What compels us to sit down with a pencil in hand and stare at a blank page until words slowly start to come? Why do we agonize over each letter and syllable, reading sentences over and over again until they feel “just right”? Why do we struggle to create things that we know others are dying to tear down? Because we love to. We love the rhythm of words that have been carefully arranged. We love the quickening of our hearts when we stumble across a well-crafted passage or a single word that hit the mark so flawlessly it took our breath away. We all have books and authors that we worship, and favorite sentences and analogies that have brought satisfied smiles to our faces after we’ve read them. We see things, hear things, or dream things up that we feel compelled to share. And therein lies the rub.
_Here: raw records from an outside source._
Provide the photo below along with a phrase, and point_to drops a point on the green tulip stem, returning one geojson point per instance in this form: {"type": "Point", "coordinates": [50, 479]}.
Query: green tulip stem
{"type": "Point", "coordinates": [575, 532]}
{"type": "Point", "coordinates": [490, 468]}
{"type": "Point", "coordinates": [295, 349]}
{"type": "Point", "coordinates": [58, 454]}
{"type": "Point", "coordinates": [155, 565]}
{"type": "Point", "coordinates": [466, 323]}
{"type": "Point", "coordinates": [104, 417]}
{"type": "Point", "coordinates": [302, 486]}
Our stories need to be shared.

We write because we love the process and agony that comes from trying to tell the “perfect” story, and, to see if we’ve hit the mark, we have to release our projects into the wild. Our hope is that people read them and love them. Our fear is that people will read them and hate them, and worse, whisper behind our backs or shout from the rooftops that they despise them. We worry that we’re no talent hacks and that someone will learn our scary secret. But, despite our worries and fears, the hope drives us onward. The hope that somewhere someone’s heart has quickened over a well-crafted passage that we created. That someone has felt the same feeling as we do over the rhythm of words, but this time we are the ones who have written them down.

It’s love. It’s hope. It’s need. Because in the end, what would life be like without stories?